Last quarter, Nanya’s losses contracted to NT$1.02 billion (US$37.3 million), from losses of NT$1.63 billion in the first quarter, after the average selling price rose 11 percent quarter-on-quarter in the period between April and last month. That represented an improvement from losses of NT$6.54 billion a year ago.
Shipments inched up 2 percent last quarter from the previous quarter, the company said.
PHOTO: BLOOMBERG
Looking ahead, “demand from PC OEM customers [such as Dell Inc] looks quite good, especially those with a bigger exposure to the corporate market ... We are positive about the third quarter,” company spokesman Pai Pei-lin (白培霖) said, adding that the company expected rising demand for corporate PC replacements to help support chip prices later this year.
He expected chip prices to be flat, or to slide slightly this quarter as supply and demand could reach parity in the traditional peak season this quarter.
Yesterday, Nanya cut its output growth rate for this year to 35 percent year-on-year from 45 percent, ahead of schedule, as it plans to start mass production of next-generation, 42-nanometer technology.
To match the technological migration, Nanya raised its spending on new equipment for this year by 36 percent to NT$30 billion, from NT$22 billion estimated in April.

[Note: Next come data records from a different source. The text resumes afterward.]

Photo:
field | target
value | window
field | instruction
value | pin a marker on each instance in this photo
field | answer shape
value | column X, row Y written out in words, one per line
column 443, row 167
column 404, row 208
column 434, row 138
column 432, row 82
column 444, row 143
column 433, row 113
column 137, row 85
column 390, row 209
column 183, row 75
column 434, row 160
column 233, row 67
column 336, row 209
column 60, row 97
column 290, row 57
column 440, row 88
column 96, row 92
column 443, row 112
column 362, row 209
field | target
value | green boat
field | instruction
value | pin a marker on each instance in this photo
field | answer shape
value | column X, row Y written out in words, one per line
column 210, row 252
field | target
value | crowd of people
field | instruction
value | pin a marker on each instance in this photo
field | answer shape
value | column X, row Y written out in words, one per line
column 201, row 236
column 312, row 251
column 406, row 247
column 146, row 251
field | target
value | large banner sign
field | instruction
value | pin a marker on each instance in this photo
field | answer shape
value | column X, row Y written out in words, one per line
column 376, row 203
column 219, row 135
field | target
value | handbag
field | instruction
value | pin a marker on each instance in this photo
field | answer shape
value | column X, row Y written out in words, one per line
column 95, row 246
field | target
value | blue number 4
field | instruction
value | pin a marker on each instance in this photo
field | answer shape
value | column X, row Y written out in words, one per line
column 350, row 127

“The company’s business will improve quarter by quarter,” Pai said in response to a reporter’s question about whether the chipmaker would make a profit again this quarter.
Inotera Memories Inc (華亞科技), a memory chip joint venture between Nanya Technology and US memory chipmaker Micron Technology Inc, yesterday posted wider quarterly losses of NT$1.81 billion, compared with losses of NT$1.56 billion in the first quarter.
Inotera lost NT$4.11 billion in the second quarter of last year.
“The results are short of our expectations,” company president Charles Kau (高啟全) said. "That is mainly because of the switch to stack technology from trench.... We made some mistakes in [equipment] arrangement. We was probably overoptimistic," Kau said.
However, Kau said Inotera would return to profitability “soon.”
“We will have explosive growth in the fourth quarter,” he said, citing significant output growth.
Inotera also slashed its output growth to more than 50 percent annually from a range between growth of 70 percent and 80 percent.